El artista, quien tiene un vínculo familiar con la historia editorial del superagente secreto creado por Ian Fleming, interviene el MAVI con una colección de pinturas, dibujos y murales que evocan un mundo de acción, glamour, espionaje y extravagancia pop.  

Por: Francisca Barriga

Miércoles, 16 de diciembre de 2020

Fotos de la exposición: Jorge Brantmayer.

Retrato de César Gabler por: Freddy Ibarra

 

 

FRÍO E IMPLACABLE

“Esta exposición se inspira en una revista, una persona y una especialidad artística”. Con esas palabras inicia César Gabler su muestra en el Museo de Artes Visuales (MAVI), que se titula “Papel Bond” y está compuesta por más de cuarenta obras, entre pinturas, dibujos e intervenciones murales.

La revista que el autor evoca en su texto introductorio es “007 James Bond”, un cómic hecho íntegramente en Chile y que circuló (editado por Zig-Zag) en los quioscos locales a fines de los años 60, aprovechando la locura mundial desatada por los filmes en que Sean Connery interpretaba al seductor espía inglés con licencia para matar. La “persona” inspiradora del montaje, en tanto, es Germán Gabler, tío del expositor, quien fue dibujante, guionista y director de esa publicación en viñetas.

Bond, como se sabe, fue concebido por el escritor británico Ian Fleming y  entre sus principales características se encuentran su temperamento frío y audaz, que le permite ser un oficial eficiente e implacable.
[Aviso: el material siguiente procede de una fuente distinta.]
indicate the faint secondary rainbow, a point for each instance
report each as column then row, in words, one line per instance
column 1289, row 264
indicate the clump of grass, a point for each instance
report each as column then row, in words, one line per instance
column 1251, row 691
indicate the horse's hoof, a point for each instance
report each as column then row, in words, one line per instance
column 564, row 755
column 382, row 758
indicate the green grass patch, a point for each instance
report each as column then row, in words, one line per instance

Hizo su debut en la novela “Casino Royale”, publicada en 1953, que luego fue seguida por otra docena de títulos, obteniendo cada vez mayor aceptación entre los lectores y generando importantes beneficios económicos para su creador. Uno de sus atributos más notables, por supuesto, es su legendaria habilidad para atraer fácilmente a las más hermosas mujeres. De esa manera, mientras el público masculino lo admira como una espectacular figura de acción, la audiencia femenina lo percibe como un apuesto galán que posee un encanto irresistible.     

 

   

Sola o acompañada, la imagen de Sean Connery aparece en varios de los cuadros de la muestra.

 

En 1968, Zig – Zag adquirió los derechos para convertir las novelas de Fleming en cómics. A esas alturas Bond ya era un mito, tras cinco películas (iniciando con “Doctor No”, en 1962, hasta llegar a “Sólo se vive dos veces”, en 1966)  que se habían convertido en auténticos blockbusters y que desataron toda una moda relacionada con la imagen fantasiosa del hombre de acción cosmopolita, glamoroso y letal. También aparecieron filmes y series televisivas que, dependiendo del caso, imitaron o derechamente parodiaron los argumentos característicos de las aventuras del agente secreto, incluyendo desde supervillanos que deseaban apoderarse del mundo hasta vehículos y armas de corte futurista, sin olvidar, claro, a las bellas y sofisticadas señoritas (algunas enemigas y otras aliadas) que inevitablemente caían en brazos del héroe.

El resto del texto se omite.